‘Higher Ground’: Knocking on the Door of My Heart

Partway through Higher Ground, Corinne (Vera Farmiga) is transfixed when her best friend Annika (Dagmara Dominczyk) begins speaking in tongues. They’re in a paddleboat on a lake, basking in what seems the grand security of living born-again. Annika explains the gift of tongues as a “prayer language. It settles things in your spirit,” she says. Corrine looks puzzled, then determined. “I want it,” she says. “You get everything.”

Later, when Corrine’s alone in her bathroom, she tries some of this language. She murmurs a bit, closes her eyes, hopes. And… nothing. She looks into the mirror and wonders what’s wrong, why she can’t get hold of what she wants so much. “Come on holy spirit,” she says aloud, as her sister Wendy (Nina Arianda) listens from outside the door. Disappointed when no prayer language comes to her, Corrine gives up. And before she emerges, Wendy slips around the corner: this is something they won’t be talking about.

Deftly presenting Corrine’s dilemma, these two scenes show how alone she feels in the midst of community and family, and also, how earnest she is in her efforts not to feel that way. At the same time, you glimpse what might best be described as an essential absurdity, too, or at least, the utter difficulty of faith. Corrine believes that faith is a good thing, and also that she’s seen evidence of God’s existence when, as a teenager, her infant daughter was miraculously saved from drowning when her husband’s rock-band van went off the road. But she can’t feel what she thinks she should feel. She can’t share in Annika’s blissful loss of self, she can’t stop wondering when she closes her eyes, and she’s skeptical of the set-up where wives are subordinate to their husbands.

At the same time, when Corrine looks at Wendy, caught up with drugs and (off-screen) bad men, she worries. Wendy’s not unlike their mother Kathleen (Donna Murphy), who sought fulfillment in men and other earthly pleasures. The film — based on This Dark World: A Memoir of Salvation Found and Lost, by Carolyn S. Briggs, who co-wrote the screenplay with Tim Metcalfe — shows this tension in a few vivid early scenes. The sisters watch helplessly as Kathleen loves CW (John Hawkes), but also rebels when he becomes jealous and drunk, in the only ways she can imagine. Watching her mother dress up and head out the door one evening, young Corrine (McKenzie Turner) whispers to herself the words she knows Kathleen wants to hear: “Tell her she looks pretty.” Instead, CW berates her, rips off her wig, insisting that she stay home, safe from the alluring world.

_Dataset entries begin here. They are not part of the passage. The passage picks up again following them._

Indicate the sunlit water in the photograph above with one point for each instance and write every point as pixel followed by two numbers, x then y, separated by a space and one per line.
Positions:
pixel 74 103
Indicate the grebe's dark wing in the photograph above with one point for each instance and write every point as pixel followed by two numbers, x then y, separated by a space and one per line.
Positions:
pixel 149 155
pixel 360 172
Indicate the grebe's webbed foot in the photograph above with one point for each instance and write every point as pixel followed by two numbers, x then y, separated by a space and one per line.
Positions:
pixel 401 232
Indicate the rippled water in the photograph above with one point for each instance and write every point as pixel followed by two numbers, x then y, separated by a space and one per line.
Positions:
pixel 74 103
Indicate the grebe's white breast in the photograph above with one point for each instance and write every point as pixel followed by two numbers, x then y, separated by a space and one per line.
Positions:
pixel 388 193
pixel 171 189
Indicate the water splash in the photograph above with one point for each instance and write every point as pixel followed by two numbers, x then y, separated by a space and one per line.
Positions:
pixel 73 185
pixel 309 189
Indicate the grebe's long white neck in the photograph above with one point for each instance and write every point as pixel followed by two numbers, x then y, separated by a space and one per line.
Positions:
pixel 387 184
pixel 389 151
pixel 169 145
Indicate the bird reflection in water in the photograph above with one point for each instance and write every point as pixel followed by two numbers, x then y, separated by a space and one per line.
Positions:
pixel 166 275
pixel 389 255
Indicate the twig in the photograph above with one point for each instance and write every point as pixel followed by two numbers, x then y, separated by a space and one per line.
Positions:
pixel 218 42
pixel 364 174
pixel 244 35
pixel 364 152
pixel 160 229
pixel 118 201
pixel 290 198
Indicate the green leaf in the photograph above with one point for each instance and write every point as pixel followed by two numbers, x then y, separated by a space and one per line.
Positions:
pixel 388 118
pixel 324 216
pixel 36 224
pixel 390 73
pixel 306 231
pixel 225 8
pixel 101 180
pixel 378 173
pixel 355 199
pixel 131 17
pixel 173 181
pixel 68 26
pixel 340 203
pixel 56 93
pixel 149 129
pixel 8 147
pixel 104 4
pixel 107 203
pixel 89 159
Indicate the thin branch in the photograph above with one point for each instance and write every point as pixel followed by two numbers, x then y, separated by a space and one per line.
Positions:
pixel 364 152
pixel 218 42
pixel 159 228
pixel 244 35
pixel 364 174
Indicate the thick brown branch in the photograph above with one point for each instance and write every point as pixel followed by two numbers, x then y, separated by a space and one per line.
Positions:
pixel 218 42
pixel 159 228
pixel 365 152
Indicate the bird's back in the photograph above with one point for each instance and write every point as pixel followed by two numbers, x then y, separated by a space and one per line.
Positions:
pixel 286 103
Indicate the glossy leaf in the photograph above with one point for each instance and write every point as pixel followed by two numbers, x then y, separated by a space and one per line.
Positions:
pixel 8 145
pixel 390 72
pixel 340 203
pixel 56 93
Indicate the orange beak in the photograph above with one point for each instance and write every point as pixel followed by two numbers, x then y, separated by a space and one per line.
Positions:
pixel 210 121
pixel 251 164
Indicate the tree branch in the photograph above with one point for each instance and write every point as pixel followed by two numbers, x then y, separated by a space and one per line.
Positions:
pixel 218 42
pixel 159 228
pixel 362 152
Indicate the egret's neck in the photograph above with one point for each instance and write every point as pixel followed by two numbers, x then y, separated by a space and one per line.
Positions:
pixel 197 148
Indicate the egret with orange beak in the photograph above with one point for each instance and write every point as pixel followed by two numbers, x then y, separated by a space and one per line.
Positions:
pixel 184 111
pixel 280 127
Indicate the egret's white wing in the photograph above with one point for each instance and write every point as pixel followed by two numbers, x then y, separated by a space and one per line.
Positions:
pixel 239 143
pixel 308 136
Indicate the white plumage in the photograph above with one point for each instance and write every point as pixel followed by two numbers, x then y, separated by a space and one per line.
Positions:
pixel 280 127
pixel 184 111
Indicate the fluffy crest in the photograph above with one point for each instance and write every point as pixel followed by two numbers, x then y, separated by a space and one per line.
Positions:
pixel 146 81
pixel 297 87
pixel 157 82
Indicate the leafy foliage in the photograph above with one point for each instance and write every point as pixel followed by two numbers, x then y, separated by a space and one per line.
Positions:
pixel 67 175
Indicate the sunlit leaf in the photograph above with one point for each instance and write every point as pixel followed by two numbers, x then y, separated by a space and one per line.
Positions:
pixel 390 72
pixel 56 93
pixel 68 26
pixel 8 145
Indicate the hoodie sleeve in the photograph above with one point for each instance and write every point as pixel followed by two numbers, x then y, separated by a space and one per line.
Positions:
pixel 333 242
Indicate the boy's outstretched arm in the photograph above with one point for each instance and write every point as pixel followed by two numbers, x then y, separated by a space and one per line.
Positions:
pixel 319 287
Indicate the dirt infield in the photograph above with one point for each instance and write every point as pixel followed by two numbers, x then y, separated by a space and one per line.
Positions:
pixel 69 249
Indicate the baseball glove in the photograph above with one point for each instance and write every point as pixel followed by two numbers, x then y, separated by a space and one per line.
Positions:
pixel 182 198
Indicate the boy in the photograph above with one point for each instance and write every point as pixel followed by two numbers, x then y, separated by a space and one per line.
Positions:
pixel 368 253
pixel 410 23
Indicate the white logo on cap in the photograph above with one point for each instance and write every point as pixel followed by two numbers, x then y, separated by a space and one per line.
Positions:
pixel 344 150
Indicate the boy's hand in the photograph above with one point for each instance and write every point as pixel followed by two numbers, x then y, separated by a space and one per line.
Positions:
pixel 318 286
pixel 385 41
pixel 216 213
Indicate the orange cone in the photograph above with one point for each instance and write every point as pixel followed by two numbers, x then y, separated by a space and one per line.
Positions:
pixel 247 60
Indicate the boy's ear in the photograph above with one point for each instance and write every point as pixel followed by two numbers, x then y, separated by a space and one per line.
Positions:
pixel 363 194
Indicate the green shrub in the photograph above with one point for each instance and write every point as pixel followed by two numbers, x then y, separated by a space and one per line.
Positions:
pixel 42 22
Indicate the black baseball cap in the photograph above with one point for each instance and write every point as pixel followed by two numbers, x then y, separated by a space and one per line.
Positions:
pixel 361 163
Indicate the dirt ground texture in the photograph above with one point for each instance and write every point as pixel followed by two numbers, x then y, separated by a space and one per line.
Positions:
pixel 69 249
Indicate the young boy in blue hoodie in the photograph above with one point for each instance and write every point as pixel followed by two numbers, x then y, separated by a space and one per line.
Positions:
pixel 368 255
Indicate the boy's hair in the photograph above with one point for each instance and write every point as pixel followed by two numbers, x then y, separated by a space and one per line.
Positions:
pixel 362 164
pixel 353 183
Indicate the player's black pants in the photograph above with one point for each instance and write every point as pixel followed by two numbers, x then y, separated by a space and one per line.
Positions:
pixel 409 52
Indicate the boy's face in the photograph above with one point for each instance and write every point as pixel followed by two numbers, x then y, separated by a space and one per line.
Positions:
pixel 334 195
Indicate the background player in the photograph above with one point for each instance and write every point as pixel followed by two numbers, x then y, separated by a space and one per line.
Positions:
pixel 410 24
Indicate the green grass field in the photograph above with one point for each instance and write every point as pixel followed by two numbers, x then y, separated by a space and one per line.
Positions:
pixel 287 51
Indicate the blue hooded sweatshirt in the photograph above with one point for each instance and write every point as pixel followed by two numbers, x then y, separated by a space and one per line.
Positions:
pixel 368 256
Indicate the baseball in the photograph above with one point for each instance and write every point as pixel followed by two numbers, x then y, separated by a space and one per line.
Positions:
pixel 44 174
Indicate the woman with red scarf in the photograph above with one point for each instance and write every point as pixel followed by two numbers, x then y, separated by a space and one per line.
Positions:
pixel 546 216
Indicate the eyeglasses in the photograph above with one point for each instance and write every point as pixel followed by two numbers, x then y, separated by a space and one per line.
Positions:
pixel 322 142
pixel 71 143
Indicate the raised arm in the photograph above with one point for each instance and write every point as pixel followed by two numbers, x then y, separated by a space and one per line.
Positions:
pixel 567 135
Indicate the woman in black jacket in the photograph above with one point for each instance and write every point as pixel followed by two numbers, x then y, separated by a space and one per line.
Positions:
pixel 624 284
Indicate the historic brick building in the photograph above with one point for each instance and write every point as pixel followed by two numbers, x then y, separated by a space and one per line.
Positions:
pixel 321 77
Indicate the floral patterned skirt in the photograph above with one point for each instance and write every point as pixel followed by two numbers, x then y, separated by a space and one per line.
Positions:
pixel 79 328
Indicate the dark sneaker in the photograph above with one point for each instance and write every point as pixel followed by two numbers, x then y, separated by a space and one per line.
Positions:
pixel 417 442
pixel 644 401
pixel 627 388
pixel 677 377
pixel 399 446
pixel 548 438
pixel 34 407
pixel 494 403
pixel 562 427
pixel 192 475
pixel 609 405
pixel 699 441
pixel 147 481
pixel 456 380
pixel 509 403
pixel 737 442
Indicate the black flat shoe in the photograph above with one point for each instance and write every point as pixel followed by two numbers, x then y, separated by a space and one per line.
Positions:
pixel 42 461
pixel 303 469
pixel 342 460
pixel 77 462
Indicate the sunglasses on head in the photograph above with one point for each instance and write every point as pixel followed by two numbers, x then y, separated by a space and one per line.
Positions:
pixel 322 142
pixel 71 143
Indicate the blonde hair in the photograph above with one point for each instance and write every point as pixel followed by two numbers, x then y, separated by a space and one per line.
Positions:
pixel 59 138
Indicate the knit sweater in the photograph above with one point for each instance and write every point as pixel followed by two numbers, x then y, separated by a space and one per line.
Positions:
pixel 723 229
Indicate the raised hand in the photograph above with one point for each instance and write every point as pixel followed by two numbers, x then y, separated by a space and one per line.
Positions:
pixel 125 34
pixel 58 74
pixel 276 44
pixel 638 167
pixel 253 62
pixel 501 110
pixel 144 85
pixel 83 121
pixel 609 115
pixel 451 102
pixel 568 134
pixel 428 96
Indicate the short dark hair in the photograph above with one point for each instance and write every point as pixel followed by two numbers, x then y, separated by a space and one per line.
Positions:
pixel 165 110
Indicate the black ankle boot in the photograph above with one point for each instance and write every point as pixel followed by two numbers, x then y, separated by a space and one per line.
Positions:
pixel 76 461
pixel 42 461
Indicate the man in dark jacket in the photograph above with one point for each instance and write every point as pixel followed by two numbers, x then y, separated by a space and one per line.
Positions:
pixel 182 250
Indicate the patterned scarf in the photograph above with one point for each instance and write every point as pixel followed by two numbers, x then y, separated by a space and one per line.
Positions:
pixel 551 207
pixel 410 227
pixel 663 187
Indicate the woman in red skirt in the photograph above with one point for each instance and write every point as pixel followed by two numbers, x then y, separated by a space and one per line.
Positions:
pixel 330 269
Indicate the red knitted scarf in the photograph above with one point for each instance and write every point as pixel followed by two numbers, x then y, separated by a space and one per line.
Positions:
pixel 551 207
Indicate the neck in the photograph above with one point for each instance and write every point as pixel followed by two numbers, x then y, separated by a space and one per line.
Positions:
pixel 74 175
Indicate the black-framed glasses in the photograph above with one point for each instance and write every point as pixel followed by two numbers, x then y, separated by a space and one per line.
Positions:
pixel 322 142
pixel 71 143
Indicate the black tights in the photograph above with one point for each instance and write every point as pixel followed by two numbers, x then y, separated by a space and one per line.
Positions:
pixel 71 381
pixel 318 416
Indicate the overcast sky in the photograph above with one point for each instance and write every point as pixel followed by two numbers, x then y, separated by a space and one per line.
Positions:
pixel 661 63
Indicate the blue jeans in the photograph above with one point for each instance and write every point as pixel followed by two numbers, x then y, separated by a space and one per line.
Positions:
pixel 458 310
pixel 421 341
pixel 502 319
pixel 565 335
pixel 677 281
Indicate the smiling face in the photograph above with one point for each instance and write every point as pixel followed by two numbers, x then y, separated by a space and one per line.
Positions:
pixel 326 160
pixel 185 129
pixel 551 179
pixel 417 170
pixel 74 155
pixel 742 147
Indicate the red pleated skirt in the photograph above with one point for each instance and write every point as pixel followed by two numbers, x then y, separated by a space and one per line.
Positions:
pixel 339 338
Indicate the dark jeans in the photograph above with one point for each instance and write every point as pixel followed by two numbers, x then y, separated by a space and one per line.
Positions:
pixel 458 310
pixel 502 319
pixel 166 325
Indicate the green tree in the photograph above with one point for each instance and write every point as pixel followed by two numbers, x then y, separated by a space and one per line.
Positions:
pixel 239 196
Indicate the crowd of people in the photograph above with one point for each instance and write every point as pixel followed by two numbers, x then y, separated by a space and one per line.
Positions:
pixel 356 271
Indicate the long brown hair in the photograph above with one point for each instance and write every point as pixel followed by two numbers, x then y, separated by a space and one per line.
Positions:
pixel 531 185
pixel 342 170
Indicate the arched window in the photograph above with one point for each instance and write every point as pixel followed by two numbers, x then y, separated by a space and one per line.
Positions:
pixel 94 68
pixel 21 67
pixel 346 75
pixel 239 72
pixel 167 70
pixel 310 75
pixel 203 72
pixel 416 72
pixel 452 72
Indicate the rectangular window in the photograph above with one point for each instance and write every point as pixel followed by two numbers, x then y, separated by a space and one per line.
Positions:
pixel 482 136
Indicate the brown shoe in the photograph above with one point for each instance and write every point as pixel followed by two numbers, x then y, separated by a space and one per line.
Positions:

Corrine’s own search is inevitably shaped by observing her mother’s. One day in church, when Pastor Bud (Bill Irwin) urges his young charges to submit (“The lamb of God is knocking on the door to your heart!”), she wills herself to feel the call, raises her hand, and is rewarded with accolades. When Kathleen comes by to fetch her girls, Corrine sees another sort of reward, as mom and Pastor Bill flirt with one another: “I used to be a lifeguard,” he offers, as the restless camera keeps close on their gestures, noting Kathleen’s sighs and flutters, intimating Corrine’s look, what she’s absorbing if not understanding, quite.

By the time Corrine is a teenager (and played by the director’s sister, Taissa Farmiga), she’s found her own temptation, in the aspiring rock singer Ethan (played as a teen by Boyd Holbrook and an adult by Joshua Leonard). As much as they find a connection, they’re also easily convinced that their baby’s survival is a miracle, which leads them both to a born-again community led by Bill (Norbert Leo Butz) and his remarkably daunting helpmeet, Deborah (Barbara Tuttle). Here, Corrine struggles with her feelings, devoted to her children but also troubled by what she hears in Bill’s sermons, surely fond of Ethan, but wondering at his lack of curiosity.

Corrine’s rising doubt suffuses the film, but it’s mostly rendered subtly, until it becomes explosive. Corrine observes her fellows, sometimes moved to flirt with one (almost as if she can’t help but reflect her mother’s own, never answered questions), other times almost willing herself to believe. When Bill underlines “what makes us different from the world,” that is, “We believe without evidence,” Corrine wonders why. Deborah sets her straight, gently, when she takes her aside: “We have to be careful not to appear to be teaching the men.”

As complex as Corrine’s journey is, she finds her most difficult turn in her relationship with Annika, sanguine, trusting, and utterly sensual. Their moments together are deeply intimate, genuinely loving, and sometimes casually funny too (Annika shows off her many sketches of her husband’s penis, encouraging Corrine to come up with her own tributes to Ethan’s). But a devastating shift in their relationship makes Corrine question her own faith and, perhaps more devastatingly, Annika’s too.

Focused through Corrine’s view, High Ground articulates the intersections of faith and frustration, their interdependence as emotional experiences. She wants so much, and she imagines more, even as she sees limits everywhere.